【完】この愛を、まだ運命だとは甘えたくない
床にひれ伏したまま今まであった事を思い返す。
一緒に暮らすのはたとえ婚姻関係にある女性であっても、それは契約上でだけの事。
初めは思いやりとか歩み寄りなんて必要ないと思っていた。
でも彼女の素直な想いを聞いたあの夜、思っていた以上に彼女が俺を必要としてくれていると知った。
一緒に食事をするだけで、あんなに嬉しそうな顔をしてくれた事を忘れない。
誰も側に居なくていいと思っていたのに、いざ居なくなるとこんなにダメージを受ける自分がいたなんて。
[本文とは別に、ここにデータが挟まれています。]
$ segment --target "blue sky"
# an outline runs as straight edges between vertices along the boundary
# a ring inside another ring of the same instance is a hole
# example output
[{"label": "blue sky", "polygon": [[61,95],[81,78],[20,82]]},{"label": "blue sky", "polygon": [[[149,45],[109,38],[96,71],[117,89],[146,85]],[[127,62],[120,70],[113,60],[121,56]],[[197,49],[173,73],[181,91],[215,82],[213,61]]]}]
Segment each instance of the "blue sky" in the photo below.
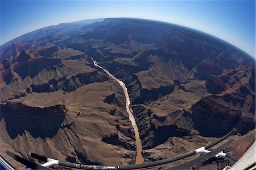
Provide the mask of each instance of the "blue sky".
[{"label": "blue sky", "polygon": [[191,27],[255,57],[255,2],[251,1],[1,1],[0,44],[52,24],[133,17]]}]

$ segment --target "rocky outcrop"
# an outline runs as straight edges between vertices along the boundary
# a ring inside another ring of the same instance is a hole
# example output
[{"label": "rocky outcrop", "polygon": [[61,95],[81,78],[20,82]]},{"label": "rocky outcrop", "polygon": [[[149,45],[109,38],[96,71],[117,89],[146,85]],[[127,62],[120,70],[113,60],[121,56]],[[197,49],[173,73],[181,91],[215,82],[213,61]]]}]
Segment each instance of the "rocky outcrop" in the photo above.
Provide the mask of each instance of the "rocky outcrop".
[{"label": "rocky outcrop", "polygon": [[54,45],[48,48],[42,49],[38,51],[38,53],[41,56],[51,57],[53,55],[53,53],[58,50],[58,47]]},{"label": "rocky outcrop", "polygon": [[65,106],[61,105],[40,108],[21,102],[7,102],[0,106],[0,120],[5,122],[11,139],[23,135],[25,131],[34,138],[52,138],[57,134],[67,112]]}]

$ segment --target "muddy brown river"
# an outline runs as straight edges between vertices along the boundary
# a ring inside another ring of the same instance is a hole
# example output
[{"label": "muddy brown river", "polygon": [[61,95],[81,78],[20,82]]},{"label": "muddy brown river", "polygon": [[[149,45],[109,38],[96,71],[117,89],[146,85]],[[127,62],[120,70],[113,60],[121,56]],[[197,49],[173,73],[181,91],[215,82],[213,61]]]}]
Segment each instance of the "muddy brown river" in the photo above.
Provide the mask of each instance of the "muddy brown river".
[{"label": "muddy brown river", "polygon": [[135,142],[137,151],[135,164],[141,164],[144,161],[144,158],[143,157],[142,155],[141,154],[142,152],[142,146],[141,144],[141,139],[139,138],[139,130],[138,130],[137,124],[136,124],[134,117],[133,117],[133,110],[131,110],[131,108],[130,107],[131,102],[130,100],[130,97],[128,94],[128,92],[127,90],[126,86],[125,86],[125,84],[123,83],[123,82],[122,82],[122,81],[119,80],[118,78],[112,75],[112,74],[111,74],[108,70],[103,68],[101,66],[98,65],[98,63],[96,60],[93,60],[93,59],[92,59],[93,60],[93,64],[94,64],[94,65],[102,69],[111,78],[117,81],[123,89],[123,92],[125,93],[125,98],[126,99],[125,107],[126,108],[126,111],[129,115],[129,119],[131,122],[131,125],[133,126],[133,129],[135,132]]}]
項垂れる俺を尻目に、碧人はソファーから立ち上がり携帯を取り出す。
「真凛さんから連絡があれば逐一報告する。 今一緒にいるのは大学時代からの友達で女性だから心配するな。
さって、俺は桃菜さんに連絡を取ってみるよ」
思いがけない言葉に顔を上げる。 あれだけ冷たい事を言い放っても、人を放って置けない所が碧人の良い所でもある。
俺は真凛の事しか頭になかった。 それはもう好きだと言っているようなもので
「自棄になって何をしでかすか分かったもんじゃないからな」
「…碧人、お前にばかり苦労をかけるな」
再びため息を吐くと、大きな瞳を揺らして柔らかく微笑む。